“Culture”, “religion”, and the Norwegian debate about Muslim women
“Culture” and “religion” in the Norwegian public debate about the emancipation and integration of Muslim women (1975-2010)
Presentation by Margreet A. van Es, PhD Candidate in History, University of Oslo. Respondent: Associate Professor Berit Thorbjørnsrud, IKOS/HF.
The intention of the presentation is to analyse the role of the concept of “culture” and “religion” in Norwegian public debates about the integration and emancipation of women with a Muslim background. The study focuses on a selection of relevant newspaper articles and government white papers between 1975 and 2010.
During the last ten or fifteen years there has been a lot of debate about the perceived incompatibility between preserving minority cultures and stimulating gender equality. Norwegian women originating from many different Muslim countries have more and more often been defined as “Muslim” women, and various forms of gender inequality have been framed as “Muslim” problems. Various political actors have pointed at “Islam” as the main cause of women’s oppression. The difference between religious teachings and cultural traditions has often been blurred.

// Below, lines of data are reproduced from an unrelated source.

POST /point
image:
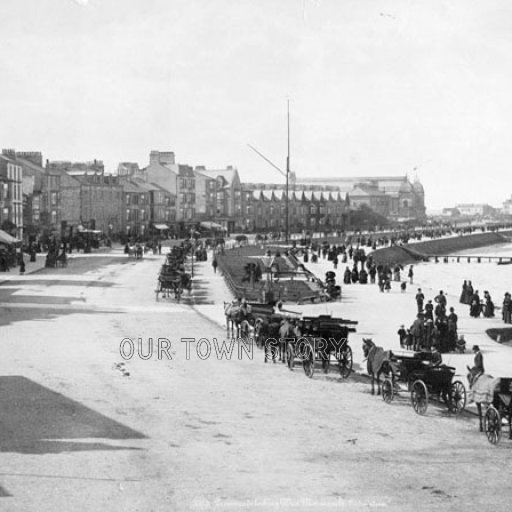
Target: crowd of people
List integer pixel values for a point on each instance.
(435, 326)
(484, 306)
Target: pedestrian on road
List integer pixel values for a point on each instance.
(419, 300)
(22, 264)
(402, 333)
(478, 364)
(507, 308)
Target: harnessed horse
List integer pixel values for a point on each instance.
(378, 362)
(238, 319)
(482, 388)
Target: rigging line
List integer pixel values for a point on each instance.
(267, 160)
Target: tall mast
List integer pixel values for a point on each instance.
(287, 177)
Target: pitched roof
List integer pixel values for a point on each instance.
(228, 174)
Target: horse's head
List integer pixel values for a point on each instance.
(367, 345)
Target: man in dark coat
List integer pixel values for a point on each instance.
(452, 329)
(475, 307)
(419, 300)
(478, 365)
(429, 310)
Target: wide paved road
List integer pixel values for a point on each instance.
(80, 432)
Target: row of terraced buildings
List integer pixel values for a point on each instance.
(165, 197)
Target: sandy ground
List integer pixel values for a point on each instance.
(80, 431)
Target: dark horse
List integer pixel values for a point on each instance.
(378, 362)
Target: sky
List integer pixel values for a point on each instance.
(376, 87)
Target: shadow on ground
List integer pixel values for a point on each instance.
(37, 420)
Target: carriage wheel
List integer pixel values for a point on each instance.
(457, 401)
(308, 362)
(387, 390)
(290, 357)
(419, 397)
(492, 422)
(345, 362)
(326, 361)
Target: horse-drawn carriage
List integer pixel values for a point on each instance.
(322, 337)
(500, 409)
(496, 394)
(424, 381)
(173, 279)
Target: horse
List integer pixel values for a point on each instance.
(378, 361)
(235, 314)
(285, 332)
(482, 387)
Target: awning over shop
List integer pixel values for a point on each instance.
(213, 225)
(5, 238)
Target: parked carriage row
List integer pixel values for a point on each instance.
(173, 279)
(324, 338)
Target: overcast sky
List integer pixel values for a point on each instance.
(376, 87)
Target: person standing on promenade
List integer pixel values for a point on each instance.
(478, 364)
(402, 333)
(420, 298)
(452, 329)
(441, 299)
(475, 307)
(429, 310)
(417, 331)
(489, 305)
(469, 293)
(507, 308)
(373, 273)
(463, 295)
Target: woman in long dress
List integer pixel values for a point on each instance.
(462, 299)
(475, 307)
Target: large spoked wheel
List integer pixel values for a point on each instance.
(457, 397)
(326, 361)
(290, 357)
(419, 397)
(308, 363)
(492, 425)
(345, 362)
(387, 390)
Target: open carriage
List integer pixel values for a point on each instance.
(172, 282)
(499, 412)
(424, 381)
(322, 337)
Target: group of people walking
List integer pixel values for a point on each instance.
(434, 326)
(484, 305)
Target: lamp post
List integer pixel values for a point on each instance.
(287, 223)
(192, 241)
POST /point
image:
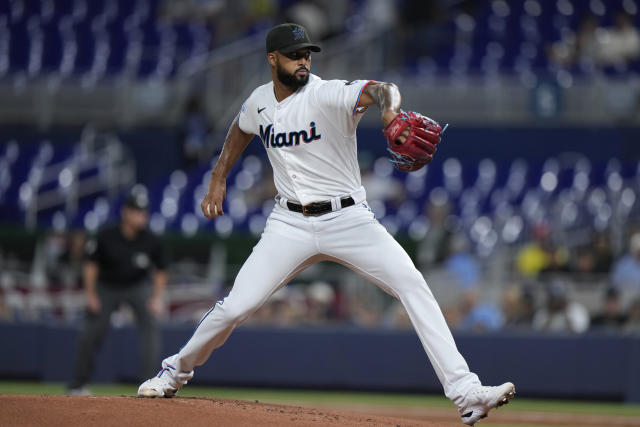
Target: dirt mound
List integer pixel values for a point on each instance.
(17, 410)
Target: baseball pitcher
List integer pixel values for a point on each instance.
(308, 128)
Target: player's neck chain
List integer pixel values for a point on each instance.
(270, 139)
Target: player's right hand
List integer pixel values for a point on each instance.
(212, 203)
(93, 303)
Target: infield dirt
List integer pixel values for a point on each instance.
(119, 411)
(114, 411)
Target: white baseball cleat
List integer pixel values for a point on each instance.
(162, 385)
(479, 401)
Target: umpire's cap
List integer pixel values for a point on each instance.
(288, 38)
(137, 199)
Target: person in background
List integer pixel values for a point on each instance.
(120, 260)
(479, 316)
(626, 271)
(611, 317)
(519, 307)
(560, 314)
(633, 320)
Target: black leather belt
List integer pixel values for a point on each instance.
(318, 208)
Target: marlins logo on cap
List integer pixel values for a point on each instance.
(287, 38)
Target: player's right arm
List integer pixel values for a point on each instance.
(234, 144)
(89, 279)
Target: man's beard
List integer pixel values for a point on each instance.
(290, 80)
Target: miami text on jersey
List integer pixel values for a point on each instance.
(287, 139)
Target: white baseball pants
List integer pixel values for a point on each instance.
(353, 237)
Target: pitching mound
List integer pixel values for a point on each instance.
(16, 410)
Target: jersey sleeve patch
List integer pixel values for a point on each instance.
(355, 107)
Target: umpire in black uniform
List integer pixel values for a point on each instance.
(120, 261)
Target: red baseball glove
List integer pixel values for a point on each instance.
(418, 149)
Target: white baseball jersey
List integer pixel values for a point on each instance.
(310, 137)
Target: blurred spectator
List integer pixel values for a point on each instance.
(519, 307)
(120, 261)
(434, 248)
(584, 264)
(593, 259)
(195, 134)
(603, 253)
(560, 314)
(620, 45)
(381, 185)
(633, 320)
(611, 317)
(462, 264)
(5, 312)
(479, 316)
(626, 271)
(312, 15)
(558, 259)
(580, 48)
(535, 255)
(320, 298)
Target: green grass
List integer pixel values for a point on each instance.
(303, 397)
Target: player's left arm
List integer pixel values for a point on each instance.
(387, 97)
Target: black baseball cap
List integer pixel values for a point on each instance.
(288, 38)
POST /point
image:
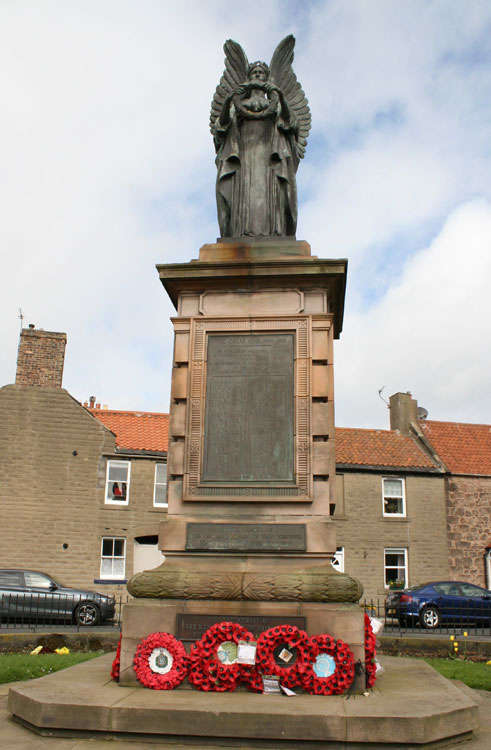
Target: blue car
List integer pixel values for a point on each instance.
(441, 601)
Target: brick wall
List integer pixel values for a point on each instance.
(469, 526)
(365, 532)
(52, 489)
(40, 358)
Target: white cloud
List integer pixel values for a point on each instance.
(108, 169)
(427, 334)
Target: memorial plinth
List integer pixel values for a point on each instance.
(251, 456)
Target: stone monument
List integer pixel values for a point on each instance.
(248, 535)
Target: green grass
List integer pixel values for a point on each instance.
(16, 667)
(475, 675)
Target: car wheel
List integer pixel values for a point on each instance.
(87, 613)
(429, 617)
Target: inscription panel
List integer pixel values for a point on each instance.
(193, 627)
(246, 537)
(249, 414)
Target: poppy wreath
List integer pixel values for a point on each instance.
(370, 643)
(208, 670)
(178, 667)
(268, 643)
(115, 664)
(344, 671)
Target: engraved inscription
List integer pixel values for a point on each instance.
(249, 415)
(193, 627)
(250, 537)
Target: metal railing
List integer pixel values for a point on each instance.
(44, 611)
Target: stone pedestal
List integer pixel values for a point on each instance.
(251, 458)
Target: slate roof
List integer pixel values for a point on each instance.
(464, 448)
(379, 448)
(136, 430)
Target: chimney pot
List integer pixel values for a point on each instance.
(40, 358)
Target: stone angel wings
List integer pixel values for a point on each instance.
(260, 121)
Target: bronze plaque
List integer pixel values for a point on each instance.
(248, 434)
(193, 627)
(246, 537)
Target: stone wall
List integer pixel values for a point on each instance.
(53, 457)
(365, 532)
(468, 526)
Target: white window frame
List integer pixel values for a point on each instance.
(114, 576)
(119, 463)
(337, 561)
(396, 551)
(159, 484)
(386, 513)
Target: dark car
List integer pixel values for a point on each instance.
(30, 595)
(440, 601)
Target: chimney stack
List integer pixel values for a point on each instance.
(403, 410)
(41, 358)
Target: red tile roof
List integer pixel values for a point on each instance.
(379, 448)
(464, 448)
(136, 430)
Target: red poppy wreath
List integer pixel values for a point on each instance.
(115, 664)
(213, 665)
(160, 661)
(283, 651)
(332, 668)
(370, 643)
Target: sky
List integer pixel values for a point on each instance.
(107, 169)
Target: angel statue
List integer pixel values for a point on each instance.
(260, 120)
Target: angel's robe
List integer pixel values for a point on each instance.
(256, 185)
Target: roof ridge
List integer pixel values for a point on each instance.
(136, 412)
(463, 424)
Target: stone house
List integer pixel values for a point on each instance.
(82, 490)
(463, 451)
(389, 510)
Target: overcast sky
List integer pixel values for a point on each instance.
(107, 168)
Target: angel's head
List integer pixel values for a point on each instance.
(258, 71)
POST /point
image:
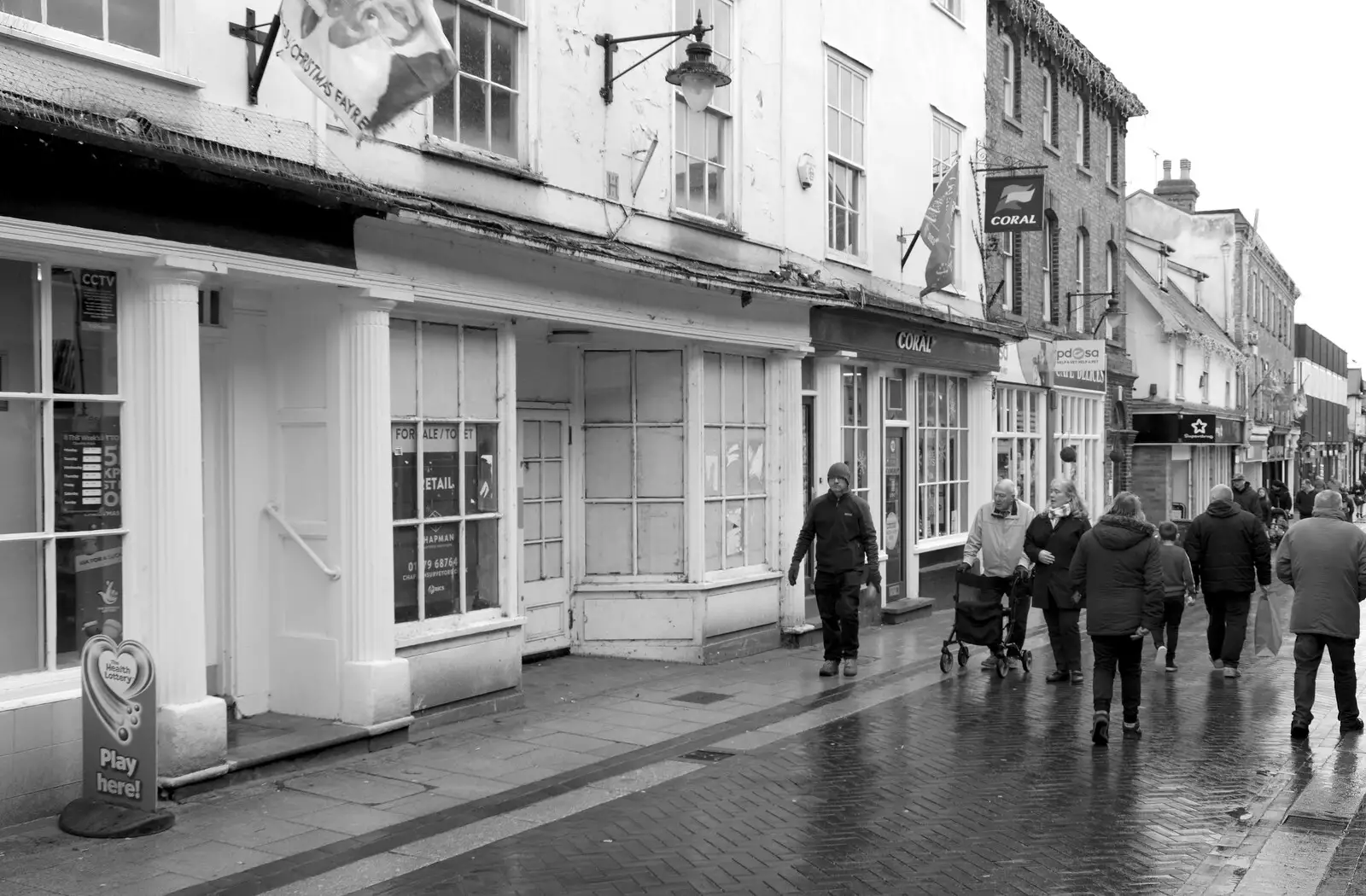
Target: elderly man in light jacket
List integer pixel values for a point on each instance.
(1324, 559)
(997, 537)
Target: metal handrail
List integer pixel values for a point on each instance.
(289, 530)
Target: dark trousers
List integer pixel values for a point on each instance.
(1127, 653)
(837, 598)
(1172, 611)
(1227, 625)
(1065, 634)
(1309, 652)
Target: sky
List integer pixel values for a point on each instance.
(1261, 100)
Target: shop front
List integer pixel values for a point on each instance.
(1179, 457)
(908, 404)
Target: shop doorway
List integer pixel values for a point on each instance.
(544, 439)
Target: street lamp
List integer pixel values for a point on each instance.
(697, 79)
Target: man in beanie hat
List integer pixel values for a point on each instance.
(846, 556)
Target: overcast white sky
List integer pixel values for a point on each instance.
(1261, 100)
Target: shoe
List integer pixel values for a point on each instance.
(1100, 728)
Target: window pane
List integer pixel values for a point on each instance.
(660, 538)
(607, 387)
(403, 368)
(405, 574)
(85, 338)
(405, 472)
(607, 462)
(441, 585)
(20, 607)
(482, 373)
(89, 466)
(607, 540)
(136, 24)
(441, 489)
(659, 462)
(482, 468)
(659, 387)
(441, 369)
(482, 564)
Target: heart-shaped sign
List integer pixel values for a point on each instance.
(115, 675)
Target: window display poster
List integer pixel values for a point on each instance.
(89, 473)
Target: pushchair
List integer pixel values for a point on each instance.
(983, 623)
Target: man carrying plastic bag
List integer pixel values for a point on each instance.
(1324, 559)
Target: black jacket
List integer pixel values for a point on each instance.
(844, 534)
(1229, 550)
(1054, 581)
(1118, 571)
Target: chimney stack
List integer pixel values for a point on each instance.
(1179, 193)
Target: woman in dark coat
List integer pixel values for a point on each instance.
(1118, 573)
(1051, 541)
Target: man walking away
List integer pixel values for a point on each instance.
(997, 534)
(1324, 561)
(1229, 556)
(846, 556)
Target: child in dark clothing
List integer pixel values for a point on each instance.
(1178, 593)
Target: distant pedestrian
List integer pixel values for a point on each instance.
(997, 534)
(846, 557)
(1051, 541)
(1229, 556)
(1324, 561)
(1178, 593)
(1118, 571)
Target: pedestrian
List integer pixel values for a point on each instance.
(1118, 571)
(1051, 541)
(1178, 593)
(846, 557)
(997, 534)
(1229, 557)
(1325, 561)
(1305, 499)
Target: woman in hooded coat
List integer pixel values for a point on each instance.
(1118, 571)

The imaging of Muslim women as “backward” and “oppressed” has not only contributed to the construction of the national identity as “modern” and “emancipated” but also served to legitimise stricter immigration- and integration policies. On the other hand, a number of Muslim women have felt that they themselves and their religion are stigmatised. They have publicly responded to this discourse: often not by denying the oppression of (some) Muslim women, but by making a clear distinction between a number of cultural traditions which they describe as severly harmful to women, and the “original” teachings of Islam which they present as women-friendly and liberating. This has led to a further debate about what Islam “really is”, in which the participants have each in their own way brought up essentialised notions of the “original message of Islam”, whether positive or negative.
In this presentation it will be discussed how “religion” and “culture” have been discursively blurred or separated, and to what extent this is actually a constructive way of discussing gender equality.